Angola (MPLA) contratou a empresa de Ricardo Leitão Machado a Aenergy, para o fornecimento e operação de 13 centrais eléctricas, com o financiamento da GE Capital, o braço financeiro da General Electric, no valor de 940 milhões de euros. Quando José Eduardo dos Santos abandonou o poder e foi substituído por João Lourenço, o Governo angolano acusou a Aenergy de irregularidades na gestão do contrato e, em particular, de tentar vender em duplicado quatro turbinas adicionais sem autorização válida.

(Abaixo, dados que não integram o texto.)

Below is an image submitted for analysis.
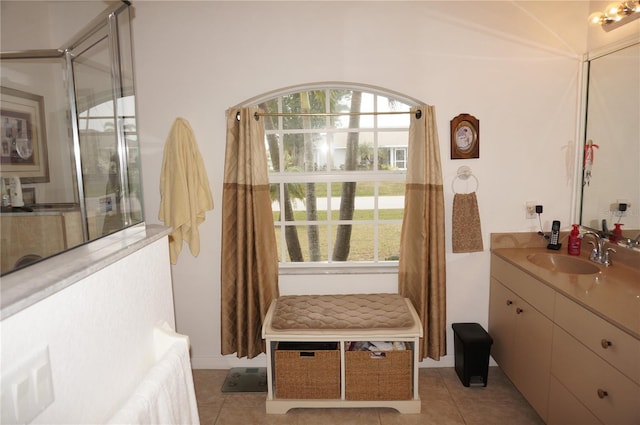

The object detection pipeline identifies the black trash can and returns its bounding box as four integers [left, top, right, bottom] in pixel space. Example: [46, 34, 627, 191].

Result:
[451, 323, 493, 387]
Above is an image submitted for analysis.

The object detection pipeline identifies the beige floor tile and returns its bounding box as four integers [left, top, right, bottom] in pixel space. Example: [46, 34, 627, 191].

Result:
[289, 408, 381, 425]
[193, 367, 543, 425]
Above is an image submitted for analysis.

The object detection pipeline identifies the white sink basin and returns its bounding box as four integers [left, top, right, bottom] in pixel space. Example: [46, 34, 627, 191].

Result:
[527, 254, 600, 274]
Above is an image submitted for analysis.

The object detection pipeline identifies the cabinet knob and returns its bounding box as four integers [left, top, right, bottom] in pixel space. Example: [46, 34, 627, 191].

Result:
[600, 339, 613, 350]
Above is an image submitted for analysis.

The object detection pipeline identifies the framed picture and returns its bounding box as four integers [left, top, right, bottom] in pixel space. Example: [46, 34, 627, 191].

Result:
[451, 114, 480, 159]
[0, 87, 49, 183]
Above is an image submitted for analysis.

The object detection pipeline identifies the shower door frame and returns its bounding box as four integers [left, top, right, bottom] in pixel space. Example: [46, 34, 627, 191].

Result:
[1, 0, 137, 243]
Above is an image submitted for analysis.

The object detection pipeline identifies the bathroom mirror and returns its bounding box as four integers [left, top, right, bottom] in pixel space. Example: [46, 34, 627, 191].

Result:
[0, 1, 143, 274]
[579, 41, 640, 245]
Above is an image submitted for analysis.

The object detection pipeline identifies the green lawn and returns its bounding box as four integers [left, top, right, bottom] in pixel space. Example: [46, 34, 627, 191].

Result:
[274, 209, 403, 261]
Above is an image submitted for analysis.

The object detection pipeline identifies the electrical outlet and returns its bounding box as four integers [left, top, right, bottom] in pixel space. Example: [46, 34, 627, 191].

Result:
[614, 199, 631, 217]
[0, 347, 54, 424]
[524, 201, 538, 220]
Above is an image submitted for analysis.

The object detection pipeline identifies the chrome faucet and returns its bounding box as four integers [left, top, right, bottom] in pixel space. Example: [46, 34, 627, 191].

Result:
[580, 231, 616, 267]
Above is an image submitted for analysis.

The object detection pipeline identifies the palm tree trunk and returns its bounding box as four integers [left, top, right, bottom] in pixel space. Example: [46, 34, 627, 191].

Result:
[300, 92, 321, 261]
[332, 91, 362, 261]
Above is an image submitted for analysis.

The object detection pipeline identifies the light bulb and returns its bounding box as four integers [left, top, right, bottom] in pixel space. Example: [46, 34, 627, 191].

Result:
[589, 12, 604, 24]
[604, 2, 622, 19]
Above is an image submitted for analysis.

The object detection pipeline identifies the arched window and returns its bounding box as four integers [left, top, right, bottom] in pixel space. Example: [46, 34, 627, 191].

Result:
[247, 84, 420, 270]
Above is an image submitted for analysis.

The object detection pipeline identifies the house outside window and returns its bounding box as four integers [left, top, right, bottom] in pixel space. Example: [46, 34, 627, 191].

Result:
[257, 87, 417, 272]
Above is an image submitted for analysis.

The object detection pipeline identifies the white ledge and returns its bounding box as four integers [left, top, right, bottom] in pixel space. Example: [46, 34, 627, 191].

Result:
[0, 223, 171, 320]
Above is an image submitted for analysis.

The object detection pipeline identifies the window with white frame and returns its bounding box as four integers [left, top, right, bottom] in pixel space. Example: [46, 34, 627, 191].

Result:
[258, 88, 417, 268]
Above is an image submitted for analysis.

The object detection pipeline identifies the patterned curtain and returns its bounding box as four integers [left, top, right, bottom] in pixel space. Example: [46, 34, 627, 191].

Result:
[398, 105, 447, 360]
[221, 108, 278, 358]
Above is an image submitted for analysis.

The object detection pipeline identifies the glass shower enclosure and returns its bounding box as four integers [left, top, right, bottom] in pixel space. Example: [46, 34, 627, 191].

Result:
[0, 2, 144, 274]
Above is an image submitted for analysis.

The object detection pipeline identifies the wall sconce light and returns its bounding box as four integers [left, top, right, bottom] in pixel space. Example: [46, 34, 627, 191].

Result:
[589, 0, 640, 31]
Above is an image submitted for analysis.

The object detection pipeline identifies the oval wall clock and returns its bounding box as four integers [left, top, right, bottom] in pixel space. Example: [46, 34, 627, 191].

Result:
[451, 114, 480, 159]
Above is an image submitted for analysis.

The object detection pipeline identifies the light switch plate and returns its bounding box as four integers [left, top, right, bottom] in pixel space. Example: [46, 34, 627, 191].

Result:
[1, 347, 55, 424]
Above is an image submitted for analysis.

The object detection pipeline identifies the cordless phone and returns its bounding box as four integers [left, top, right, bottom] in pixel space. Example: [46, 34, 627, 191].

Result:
[547, 220, 562, 250]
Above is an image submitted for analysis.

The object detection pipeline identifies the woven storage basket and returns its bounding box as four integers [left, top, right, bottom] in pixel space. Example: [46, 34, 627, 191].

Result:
[275, 342, 340, 399]
[345, 350, 413, 400]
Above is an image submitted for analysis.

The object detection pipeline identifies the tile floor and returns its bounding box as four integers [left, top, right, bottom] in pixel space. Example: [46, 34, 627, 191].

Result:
[193, 367, 544, 425]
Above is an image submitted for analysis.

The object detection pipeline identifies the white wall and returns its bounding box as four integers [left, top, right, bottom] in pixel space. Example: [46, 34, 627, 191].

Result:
[133, 1, 604, 368]
[0, 237, 175, 424]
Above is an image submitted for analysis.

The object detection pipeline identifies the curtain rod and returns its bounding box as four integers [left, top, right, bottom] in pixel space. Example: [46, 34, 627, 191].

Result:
[254, 109, 422, 119]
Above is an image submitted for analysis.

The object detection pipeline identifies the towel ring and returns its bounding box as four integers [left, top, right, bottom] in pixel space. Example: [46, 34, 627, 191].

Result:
[451, 165, 480, 193]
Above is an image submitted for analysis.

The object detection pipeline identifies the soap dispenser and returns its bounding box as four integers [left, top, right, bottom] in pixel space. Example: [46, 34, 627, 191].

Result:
[9, 176, 24, 207]
[567, 224, 582, 255]
[609, 223, 624, 243]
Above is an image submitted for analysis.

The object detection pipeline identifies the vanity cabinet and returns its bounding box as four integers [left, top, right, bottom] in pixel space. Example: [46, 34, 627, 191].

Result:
[489, 249, 640, 425]
[549, 294, 640, 425]
[489, 257, 554, 420]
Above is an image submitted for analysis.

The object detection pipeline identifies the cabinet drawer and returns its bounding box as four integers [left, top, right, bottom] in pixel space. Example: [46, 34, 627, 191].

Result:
[491, 255, 555, 318]
[555, 294, 640, 384]
[551, 325, 640, 425]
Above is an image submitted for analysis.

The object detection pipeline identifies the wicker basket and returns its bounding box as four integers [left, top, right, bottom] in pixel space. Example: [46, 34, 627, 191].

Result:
[345, 350, 413, 400]
[275, 344, 340, 399]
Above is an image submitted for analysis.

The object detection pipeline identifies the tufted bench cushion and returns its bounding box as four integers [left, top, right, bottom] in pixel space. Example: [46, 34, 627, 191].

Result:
[268, 294, 419, 335]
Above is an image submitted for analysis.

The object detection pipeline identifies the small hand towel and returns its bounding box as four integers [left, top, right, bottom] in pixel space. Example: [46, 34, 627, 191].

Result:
[452, 192, 483, 252]
[158, 118, 213, 264]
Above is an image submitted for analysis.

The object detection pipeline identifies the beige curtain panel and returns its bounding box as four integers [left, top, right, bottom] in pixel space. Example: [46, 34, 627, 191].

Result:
[221, 108, 278, 358]
[398, 105, 447, 360]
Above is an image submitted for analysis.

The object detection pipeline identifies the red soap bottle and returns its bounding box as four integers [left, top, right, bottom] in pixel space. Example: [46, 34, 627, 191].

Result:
[567, 224, 582, 255]
[609, 223, 624, 242]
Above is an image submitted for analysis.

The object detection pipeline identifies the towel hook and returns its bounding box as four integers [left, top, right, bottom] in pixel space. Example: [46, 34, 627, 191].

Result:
[451, 165, 480, 193]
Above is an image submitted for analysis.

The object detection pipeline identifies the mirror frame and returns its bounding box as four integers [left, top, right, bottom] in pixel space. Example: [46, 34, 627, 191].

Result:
[572, 35, 640, 249]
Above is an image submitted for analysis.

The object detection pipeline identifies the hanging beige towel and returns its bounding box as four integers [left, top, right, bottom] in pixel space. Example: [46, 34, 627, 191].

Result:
[452, 192, 483, 252]
[158, 118, 213, 264]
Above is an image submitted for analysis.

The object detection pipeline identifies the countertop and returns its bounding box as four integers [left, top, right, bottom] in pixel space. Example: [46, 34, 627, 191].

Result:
[0, 223, 171, 320]
[491, 248, 640, 339]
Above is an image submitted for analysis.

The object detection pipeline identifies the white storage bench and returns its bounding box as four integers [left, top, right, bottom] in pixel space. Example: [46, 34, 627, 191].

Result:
[262, 294, 422, 414]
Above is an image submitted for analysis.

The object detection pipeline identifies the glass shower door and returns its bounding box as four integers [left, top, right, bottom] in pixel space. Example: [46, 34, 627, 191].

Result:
[69, 7, 142, 239]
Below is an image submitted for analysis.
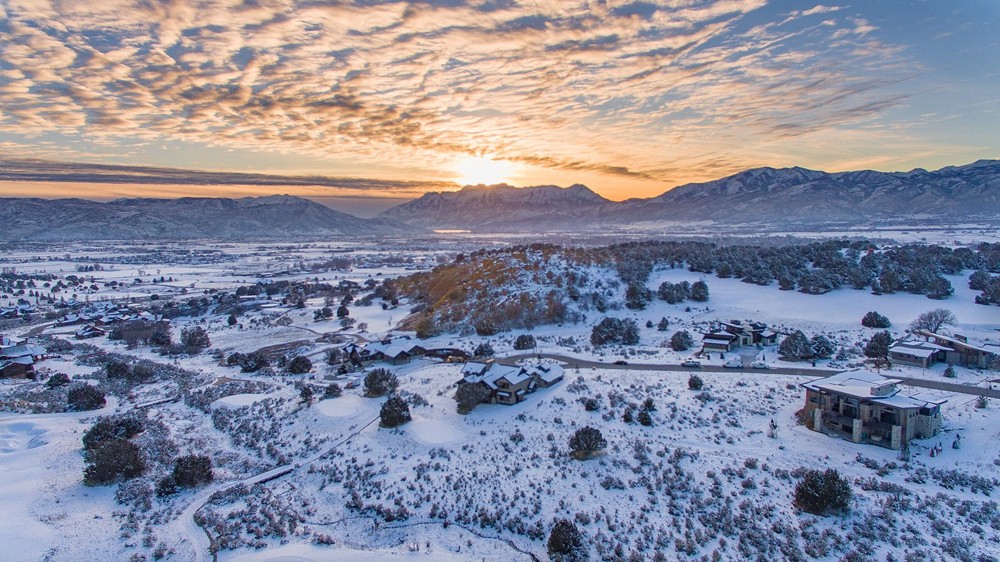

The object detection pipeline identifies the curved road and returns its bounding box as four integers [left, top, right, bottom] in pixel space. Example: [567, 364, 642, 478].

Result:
[498, 353, 1000, 398]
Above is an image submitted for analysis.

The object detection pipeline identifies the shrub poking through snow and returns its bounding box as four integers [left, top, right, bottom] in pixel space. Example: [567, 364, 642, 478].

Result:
[66, 383, 106, 412]
[83, 439, 146, 486]
[323, 383, 344, 398]
[670, 330, 694, 351]
[794, 468, 852, 515]
[173, 455, 215, 488]
[378, 396, 412, 428]
[455, 382, 490, 416]
[688, 375, 705, 390]
[365, 368, 399, 398]
[514, 334, 538, 351]
[288, 355, 312, 375]
[548, 519, 588, 562]
[861, 310, 892, 328]
[569, 426, 608, 460]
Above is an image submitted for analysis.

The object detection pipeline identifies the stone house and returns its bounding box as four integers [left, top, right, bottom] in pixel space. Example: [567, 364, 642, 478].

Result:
[802, 371, 945, 449]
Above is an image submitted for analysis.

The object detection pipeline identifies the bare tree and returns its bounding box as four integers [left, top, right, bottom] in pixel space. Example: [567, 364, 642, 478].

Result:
[910, 308, 958, 333]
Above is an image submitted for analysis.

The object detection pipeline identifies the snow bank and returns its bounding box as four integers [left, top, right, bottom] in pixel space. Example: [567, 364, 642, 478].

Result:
[212, 394, 268, 409]
[314, 394, 364, 418]
[0, 423, 48, 454]
[219, 544, 467, 562]
[405, 419, 465, 445]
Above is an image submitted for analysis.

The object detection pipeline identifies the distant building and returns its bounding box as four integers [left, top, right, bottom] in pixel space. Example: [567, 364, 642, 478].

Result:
[802, 371, 945, 449]
[458, 361, 563, 406]
[889, 341, 948, 368]
[75, 324, 107, 340]
[701, 320, 778, 352]
[0, 356, 35, 379]
[914, 330, 1000, 369]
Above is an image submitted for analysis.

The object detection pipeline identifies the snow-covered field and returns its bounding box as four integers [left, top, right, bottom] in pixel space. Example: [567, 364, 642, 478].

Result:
[0, 238, 1000, 562]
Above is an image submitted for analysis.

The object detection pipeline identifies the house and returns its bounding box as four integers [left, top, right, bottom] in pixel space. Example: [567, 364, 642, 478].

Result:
[459, 361, 493, 382]
[802, 371, 945, 449]
[529, 363, 566, 388]
[458, 361, 563, 405]
[425, 347, 470, 363]
[56, 314, 88, 327]
[76, 324, 107, 340]
[0, 344, 45, 361]
[914, 330, 1000, 369]
[0, 356, 35, 379]
[340, 342, 375, 367]
[365, 341, 412, 365]
[701, 331, 739, 352]
[722, 320, 756, 347]
[482, 363, 538, 406]
[889, 341, 948, 368]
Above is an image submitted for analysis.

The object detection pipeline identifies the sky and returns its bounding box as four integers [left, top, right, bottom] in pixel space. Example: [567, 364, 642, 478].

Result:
[0, 0, 1000, 211]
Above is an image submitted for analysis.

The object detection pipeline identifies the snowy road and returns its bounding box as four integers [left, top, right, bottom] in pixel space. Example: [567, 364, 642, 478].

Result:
[499, 353, 1000, 398]
[171, 417, 379, 562]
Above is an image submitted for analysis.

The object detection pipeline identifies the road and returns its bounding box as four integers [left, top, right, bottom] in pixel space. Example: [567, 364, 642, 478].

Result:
[497, 353, 1000, 398]
[169, 416, 379, 562]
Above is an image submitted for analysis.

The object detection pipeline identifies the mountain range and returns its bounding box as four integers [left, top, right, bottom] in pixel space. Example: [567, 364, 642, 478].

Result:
[0, 160, 1000, 241]
[0, 195, 416, 241]
[378, 160, 1000, 232]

«Um tribunal americano deu como provado o seu envolvimento em corrupção de dois quadros da gigante General Electric. O Millenium BCP deixou-lhe fugir 5 milhões de euros. Documentos a que a SÁBADO teve acesso revelam os contornos dos negócios, as suspeitas de falsificação no Photoshop e a mão invisível da família Dos Santos», escreve a revista portuguesa.
Afinal também cai neve em Luanda…
No dia 2 de Junho de 2011, escrevi o texto que se segue:
«O Ministério Público português está a investigar uma alegada burla gigantesca ao Estado angolano, supostamente cometida por empresários portugueses com ligações a elementos angolanos do Banco Nacional de Angola.
Segundo o DN, em causa estarão mais de 300 milhões de euros em pagamentos do BNA para produtos que nunca chegaram a Angola, alguns completamente fictícios, como limpa-neves.
A maioria dos pagamentos saiu de uma conta do Estado angolano no Banco Espírito Santo de Londres. O alarme soou quando o banco comunicou que a conta estava quase a zero.
Dizer que o regime angolano, liderado, recorde-se, por um presidente que está no poder há 32 anos sem nunca ter sido eleito, é contra todas as formas de luta que ponham em causa o seu reinado, é chover no molhado. Ninguém se preocupa com isso.
Afirmar que os níveis de corrupção existentes em Angola superam tudo o que se passa em África, conforme relatórios de organizações internacionais e nacionais credíveis, é uma verdade que a comunidade internacional reconhece mas sem a qual não sabe viver.
Aliás, basta ver como as grandes empresas, portuguesas e muitas outras, investem forte no clã Eduardo dos Santos como forma de fazerem chorudos negócios… até com limpa-neves.
Com este cenário, alguém se atreverá a dizer ao dono do poder angolano, José Eduardo dos Santos, que é preciso acabar com a corrupção?
Aliás, como demonstraram os empresários portugueses e angolanos, é muito mais fácil negociar com regimes corruptos de países ricos do que com regimes democráticos e sérios.
Sendo Angola o sexto maior fornecedor petrolífero dos Estados Unidos da América, alguém está a ver Hillary Clinton olhar para os caixotes do lixo de Luanda dos quais se alimentam muitos e muitos angolanos? Não.
EUA e China recebem actualmente 90 por cento das exportações petrolíferas angolanas, que por sua vez contribuem com mais de 80 por cento do PIB e 83 por cento das receitas do Estado (2008).
Por estas e por outras é que Hillary Clinton elogia os progressos feitos pelo regime angolano, assina mais uns acordos, garante mais alguns negócios (muitos dos quais não serão divulgados) e dá público conhecimento de que Angola está no caminho certo.
Sendo que o caminho certo se define não em função da corrupção e da violação dos direitos humanos mas, é claro, dos interesses económicos. Hillary Clinton está muito mais preocupada com o petróleo de Angola do que os angolanos.
E isso é crime? Não. Não é. Aliás, se até o próprio presidente Eduardo dos Santos está mais preocupado com o petróleo do que com os angolanos…
Com ou sem limpa-neves, Angola e a sua opaca companhia petrolífera é exemplo chave de receitas petrolíferas desbaratadas e postas ao serviço de um Estado-sombra onde o único resultado real para a maioria da população é a pobreza, sendo os bancos cúmplices no esquema, parte da estrutura que permite que isso aconteça.»